4.  This terrific piece from Deroy Murdock ran in several major media outlets during the past week.  In it, Mr. Murdock chronicles the many environmental advantages of natural gas produced through hydraulic fracturing techniques from shale formations.  But given all the often hysterical focus on water usage from Fracking protesters and in some of the news media, we found this passage the most interesting of all:

Water is a precious resource: So, conservationists should smile at how little water fracking requires versus other energy sources. According to the U.S. Energy Department and the Ground Water Protection Council, it typically takes three gallons of water to produce 1 million British Thermal Units of energy from deep-shale natural gas/fracking. Nuclear power requires 11 gallons/million BTUs. Coal: 23 gallons. Corn ethanol? A whopping 15,800 gallons. And soy biodiesel requires nearly triple that amount: 44,500 gallons per million BTUs — 14,833 times the water needed for fracking.

All you environmentalists who love to promote “green” alternative fuels, please note which two come out far, far on the tail end of that particular equation.

5.  In California, a tiny cadre(less than 2 dozen) of radical anti-Fracking protesters has taken to following Governor Jerry Brown around to speaking engagements and other public appearances and shouting catchy slogans and displaying goofy signs.  Ok, that really isn’t ‘news’ per se, since that is, after all, essentially all these people know how to do.

No, the ‘news’ here is that the news media in California appear to be catching onto the gag, as evidenced by this editorial run by the Fresno Bee on December 3.  Rather than just run the typical report on the fact that the protesters were there, with the obligatory accompanying photo that is carefully cropped in order to avoid showing readers just how tiny this group really is, The Bee instead examined what exactly these folks want to do, and analyzed how utterly absurd their views are.

Thus, the title of the piece is “Call for fracking moratorium is sheer nonsense”, which is likely the nicest thing the editors of the Bee could think to say about it.  Here is the key passage:

 Brown's reward for trying to reduce dependence on foreign oil while putting people back to work is the scorn of environmentalists. For the past three months, they've been following the governor to events, heckling him and demanding a moratorium on fracking.  How far from the mainstream are the people seeking a moratorium? Gina McCarthy, who was confirmed as the new administrator of the Environmental Protection Agency in July, opposes a moratorium while the federal government studies fracking's impacts.

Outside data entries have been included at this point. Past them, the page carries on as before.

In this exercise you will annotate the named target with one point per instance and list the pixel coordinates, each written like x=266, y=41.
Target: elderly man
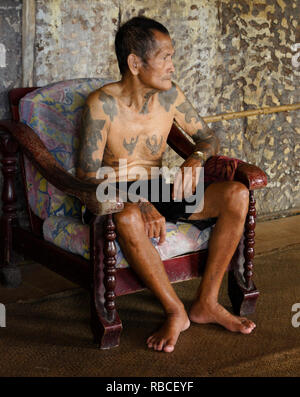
x=130, y=120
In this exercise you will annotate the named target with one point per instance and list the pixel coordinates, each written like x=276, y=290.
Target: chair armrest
x=251, y=176
x=43, y=160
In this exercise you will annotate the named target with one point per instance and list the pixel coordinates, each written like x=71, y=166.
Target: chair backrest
x=54, y=113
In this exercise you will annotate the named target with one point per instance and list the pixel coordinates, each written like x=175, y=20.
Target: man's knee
x=129, y=218
x=236, y=197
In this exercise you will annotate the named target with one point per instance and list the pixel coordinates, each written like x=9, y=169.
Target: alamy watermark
x=2, y=316
x=296, y=317
x=296, y=57
x=160, y=192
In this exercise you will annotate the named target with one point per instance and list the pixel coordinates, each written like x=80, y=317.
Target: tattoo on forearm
x=147, y=97
x=145, y=207
x=131, y=145
x=90, y=142
x=206, y=141
x=109, y=105
x=167, y=98
x=154, y=147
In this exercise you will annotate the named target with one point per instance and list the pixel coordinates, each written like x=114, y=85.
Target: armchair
x=43, y=135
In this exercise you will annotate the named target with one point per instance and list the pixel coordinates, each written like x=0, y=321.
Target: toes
x=247, y=325
x=169, y=348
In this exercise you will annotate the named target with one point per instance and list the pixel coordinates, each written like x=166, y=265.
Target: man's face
x=157, y=73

Editorials such as this certainly won’t stop the protesters, most of whom, after all, make their livings in this way, and have no real clue at all what it is they are actually protesting.  But this kind of smart, truthful and blunt rebuttal of their absurd ideas can help the average person on the street understand exactly how far out of the mainstream and frankly, beyond the pale of civil discourse these mindless professional protesters lie.

All of which sums up what has been a very interesting – and positive – couple of weeks for America’s oil and natural gas industry.